This month, world news has intersected with the search engine marketing industry more than usual. Bruce Clay, Susan and Virginia start off the show by reviewing recent search headlines with far-reaching implications for Internet marketers. A devastating earthquake in Haiti last week catalyzed a global effort to provide relief and rescue to the rubble-stacked nation. Relief organizations were able to raise funds with unprecedented success by allowing people to make donations through text messages and by spreading the word through social media channels. In other news, Google and the Chinese government have been publically at odds this week after Google announced it had been attacked and robbed of intellectual property, with the Chinese government being the primary suspect. Google has said that it will pull its services from the country if it can not come to an agreement about censorship.
Then Bryan Eisenberg, best-selling author of several books on Internet marketing and number five on Invesp.net’s list of the most influential online marketers of 2009, talks to Virginia about his recommendations for Internet marketing in the new year. Bryan shares his prediction for the marketing skills that will be crucial in the coming year, as well as his observations of the increasing mainstream recognition of conversion optimization. If you like what you hear from Bryan, be sure to check out his new conversion optimization certification program with Market Motive as well as his keynote presentation at SES London next month, 21 Secrets of Top Converting Web Sites.
As Bryan sees it, the copywriter is going to be an irreplaceable part of any marketing team over the next decade.
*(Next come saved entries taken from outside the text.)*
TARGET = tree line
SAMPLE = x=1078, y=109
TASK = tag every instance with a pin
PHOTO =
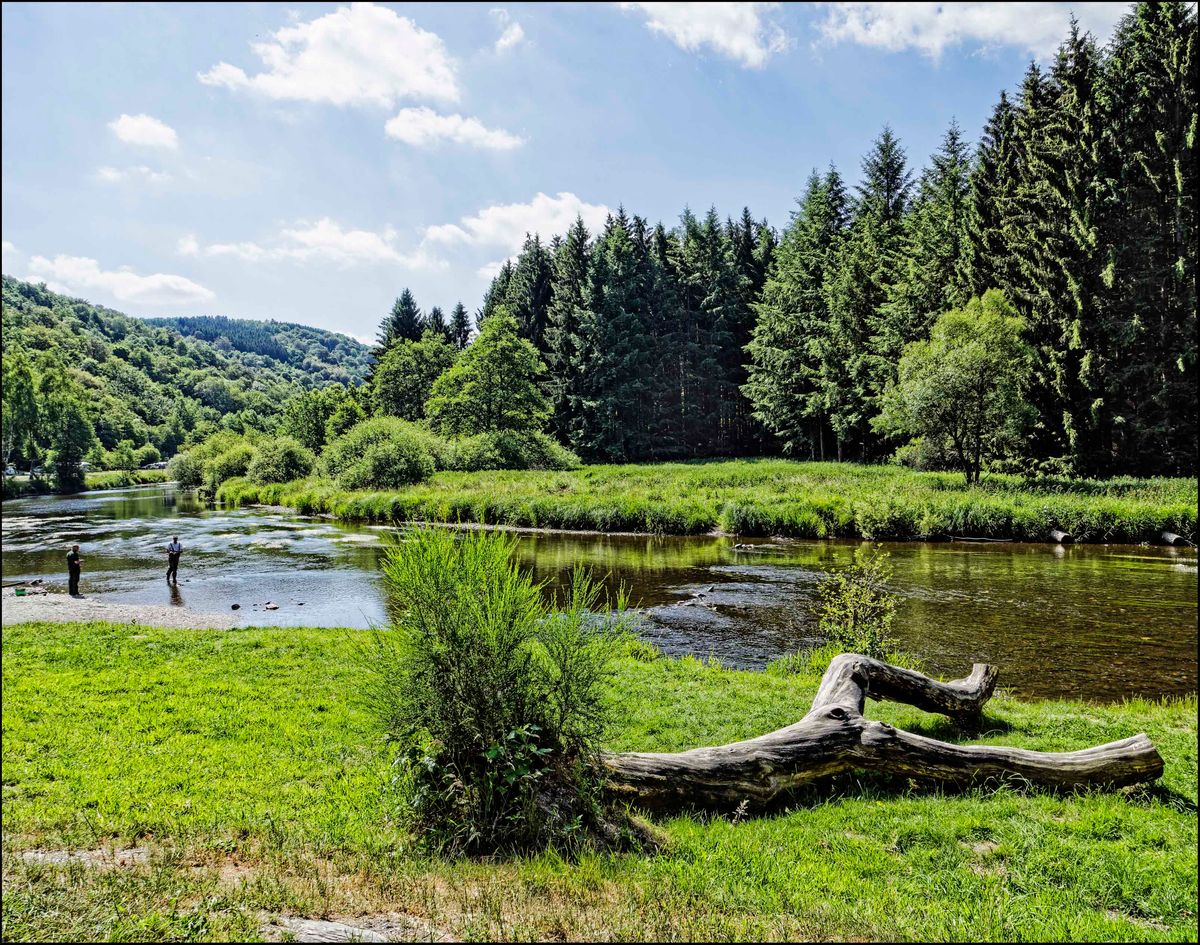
x=725, y=337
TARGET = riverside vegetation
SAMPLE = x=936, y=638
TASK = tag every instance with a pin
x=275, y=792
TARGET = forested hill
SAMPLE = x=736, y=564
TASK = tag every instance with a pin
x=157, y=380
x=323, y=354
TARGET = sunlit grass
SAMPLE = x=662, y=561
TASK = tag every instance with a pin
x=766, y=497
x=245, y=760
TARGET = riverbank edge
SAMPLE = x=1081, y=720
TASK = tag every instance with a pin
x=60, y=608
x=539, y=503
x=292, y=774
x=94, y=482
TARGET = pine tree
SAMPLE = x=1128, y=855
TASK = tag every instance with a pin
x=569, y=287
x=1150, y=178
x=527, y=293
x=496, y=294
x=403, y=323
x=861, y=357
x=615, y=348
x=436, y=321
x=460, y=326
x=792, y=320
x=934, y=248
x=988, y=262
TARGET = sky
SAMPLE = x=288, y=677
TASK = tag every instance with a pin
x=307, y=162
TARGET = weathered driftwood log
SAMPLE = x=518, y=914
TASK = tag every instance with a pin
x=834, y=736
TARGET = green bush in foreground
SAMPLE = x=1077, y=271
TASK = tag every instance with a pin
x=498, y=696
x=280, y=459
x=379, y=453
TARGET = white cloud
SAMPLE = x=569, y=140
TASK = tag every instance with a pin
x=424, y=127
x=504, y=226
x=144, y=131
x=738, y=30
x=10, y=258
x=76, y=274
x=511, y=32
x=139, y=174
x=322, y=241
x=361, y=54
x=931, y=28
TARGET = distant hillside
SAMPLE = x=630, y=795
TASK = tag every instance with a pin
x=336, y=357
x=157, y=380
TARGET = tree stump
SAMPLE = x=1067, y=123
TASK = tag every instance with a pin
x=834, y=738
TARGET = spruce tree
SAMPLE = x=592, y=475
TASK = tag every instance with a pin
x=460, y=326
x=527, y=293
x=569, y=286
Susan, Virginia and SEO analyst Maryann Robbins take a look at ways to brainstorm new content ideas as well as ways to identify content holes on a site. Maryann suggests repurposing correspondence with customers when answering frequently asked questions. Virginia likes to expand upon the company story in order to convey personality and connect with the audience. Susan recommends including basic or introductory content that helps researchers and those new to the product or service.